Directly above, amidst the twinkling stars, he could see one of the travelers, a dim star that raced across the sky in an unvarying path towards that spot where the sun had dipped it's flaming brow into cool ocean waves.

His nameless feeling of unrest was familiar to him by this time. It was the call. The call always came at night, causing him to rise and turn his steps inland, up off of warm beach sands to that place. Sometimes they explored the place together, but these nocturnal urgings were different. He felt the intense need to wander there alone, in a daze of half-sleep. He walked away from the beach, his legs brushing through tall grasses that sprang from warm sand as he strode inland, feeling a mystical enchantment within himself as he saw familiar outlines take shape ahead, outlines of the place.

Long empty buildings stood around the edges of an expanse of hard asphalt, broken through here and there by the persistance of life, the sproutings of grasses, palms, low shrubs and other plants who refused to be denied the sun's life giving essence. Windows without glass stared down at him in lifeless scrutiny, interiors hidden in inky gloom.
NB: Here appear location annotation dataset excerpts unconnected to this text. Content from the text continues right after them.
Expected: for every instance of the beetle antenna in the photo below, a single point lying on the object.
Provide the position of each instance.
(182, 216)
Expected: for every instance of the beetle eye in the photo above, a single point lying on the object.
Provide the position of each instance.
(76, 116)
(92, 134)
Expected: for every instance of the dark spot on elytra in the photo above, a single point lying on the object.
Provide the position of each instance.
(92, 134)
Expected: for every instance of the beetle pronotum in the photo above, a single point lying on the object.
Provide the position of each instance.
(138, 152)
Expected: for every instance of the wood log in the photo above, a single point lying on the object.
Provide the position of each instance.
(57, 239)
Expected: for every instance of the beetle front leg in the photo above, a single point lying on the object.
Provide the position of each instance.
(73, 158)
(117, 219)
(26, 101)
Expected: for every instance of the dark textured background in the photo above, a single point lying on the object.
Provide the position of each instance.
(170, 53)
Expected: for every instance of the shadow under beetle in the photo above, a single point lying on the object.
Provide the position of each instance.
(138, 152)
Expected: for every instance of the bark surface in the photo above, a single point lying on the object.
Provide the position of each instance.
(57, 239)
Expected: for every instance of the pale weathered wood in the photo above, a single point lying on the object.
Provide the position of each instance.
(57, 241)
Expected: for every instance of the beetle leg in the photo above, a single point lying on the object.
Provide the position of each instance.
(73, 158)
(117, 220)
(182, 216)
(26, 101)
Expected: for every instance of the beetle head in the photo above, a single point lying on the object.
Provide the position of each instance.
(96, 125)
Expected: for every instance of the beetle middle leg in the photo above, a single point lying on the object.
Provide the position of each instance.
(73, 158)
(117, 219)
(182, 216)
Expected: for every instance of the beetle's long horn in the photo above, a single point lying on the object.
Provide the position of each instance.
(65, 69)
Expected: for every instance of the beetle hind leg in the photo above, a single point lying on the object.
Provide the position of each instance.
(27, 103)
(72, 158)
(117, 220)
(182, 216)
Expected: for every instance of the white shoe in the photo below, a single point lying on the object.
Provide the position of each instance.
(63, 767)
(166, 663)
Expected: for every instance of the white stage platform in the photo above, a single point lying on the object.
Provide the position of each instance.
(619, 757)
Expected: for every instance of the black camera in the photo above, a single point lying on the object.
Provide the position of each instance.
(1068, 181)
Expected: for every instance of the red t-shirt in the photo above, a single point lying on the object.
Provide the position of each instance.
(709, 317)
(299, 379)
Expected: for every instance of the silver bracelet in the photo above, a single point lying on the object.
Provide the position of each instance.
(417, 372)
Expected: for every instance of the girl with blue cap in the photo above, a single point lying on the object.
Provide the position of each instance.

Passing the buildings with their cracked paint and bleached wood, he came to the airplanes, parked here and there, looking ready to fly except for layers of dust and grime, windows and cockpit bubbles fogged in brownish haze, spiderwebs strung between prop blades. They were in a variety of shapes and sizes, from small, single propped fighters to large, multi-engined bombers with gun turrets and tightly shut bomb bays.

Sometimes, when the darkness was not too oppressive, he would open a creaking hatch and crawl into a musty cockpit, sitting there to fly his own imaginary mission under cover of night, his mind conjuring moonlit waves far below. A falling star through the dusty bubble became a downed enemy, streaking towards the hungry ocean.